Grains close lower:
July Corn -3/4 cents/bu (5.54 1/2)
July Soybeans -26 cents/bu (13.07 1/4)
July Chi Wheat -6 3/4 cents/bu (6.05)
Cdn $ +0.00045 (74.105 cents)
WTI Crude Oil -0.15/barrel (71.71)
Despite starting the day off stronger, we saw grains and oilseeds turn to the path of least resistance heading into the weekend…lower.
Since last Friday all futures have taken a turn for the worse as momentum and speculators accentuated the drops…
July Corn lost 31 ¾ cents (biggest weekly drop since July 2022)
December Corn lost 9 cents
July Beans lost 82 ¾ cents (-6%, the most for any week since last July. Contract’s lowest settle since January 2022)

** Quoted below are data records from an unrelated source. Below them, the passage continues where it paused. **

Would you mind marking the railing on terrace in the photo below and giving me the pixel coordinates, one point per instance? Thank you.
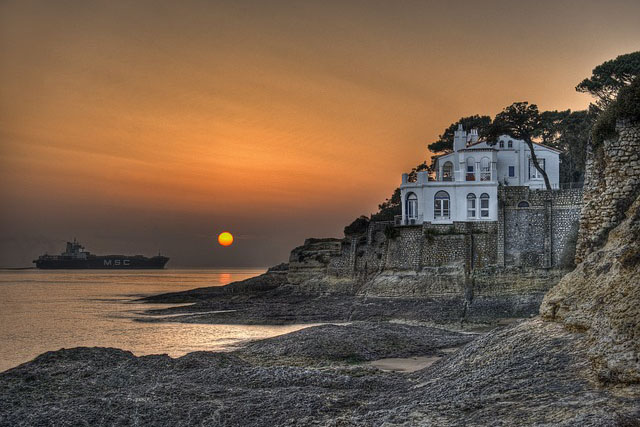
(399, 220)
(569, 185)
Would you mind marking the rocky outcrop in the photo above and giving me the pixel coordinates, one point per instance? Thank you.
(602, 295)
(612, 183)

November Beans lost 63 ¼ cents
July Wheat lost 30 cents
This week’s headline recap…
- The Grain Corridor was set to expire on the 18th, but was renewed May 16th (Russia cried wolf again)
- The Kansas Wheat Tour showed the yield at 30bu/acre which is the lowest forecast since 2000 (also high abandonment rates)

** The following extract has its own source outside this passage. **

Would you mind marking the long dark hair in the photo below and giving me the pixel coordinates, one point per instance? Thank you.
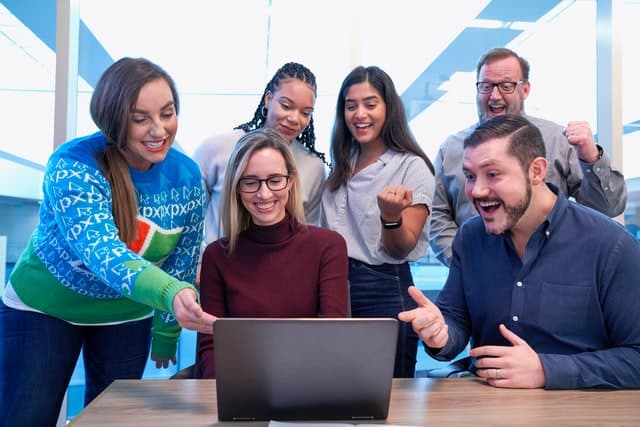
(289, 70)
(395, 131)
(112, 103)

- Planting Progress chugs along and is expected to show another massive planting update on Monday. This Monday it pegged corn planting at 65% and beans at 49%.

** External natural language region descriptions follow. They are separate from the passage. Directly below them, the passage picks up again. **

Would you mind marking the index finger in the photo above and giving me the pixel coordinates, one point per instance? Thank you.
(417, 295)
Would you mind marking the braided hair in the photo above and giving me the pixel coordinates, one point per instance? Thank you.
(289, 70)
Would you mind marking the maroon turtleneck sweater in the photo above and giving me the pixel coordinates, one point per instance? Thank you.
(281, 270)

- Desperately needed rains have fallen in the severe drought areas of the central Great Plains, while forecasts continue to favour a good U.S. growing season
- Fed Chair Jerome Powell's commented today about tightening credit and potential rate hikes
Funds were thought to have been all sellers today with corn expected to have sold 1,000 contracts (short 103,000), soybeans to have sold 7,000 contracts (short 1,000), and wheat to have sold 2,000 contracts (short 134,000). On Tuesday, funds were slightly shorter than expected with corn 29,000 contracts shorter, soybeans 4,000 contracts shorter and wheat 0 contracts shorter or longer.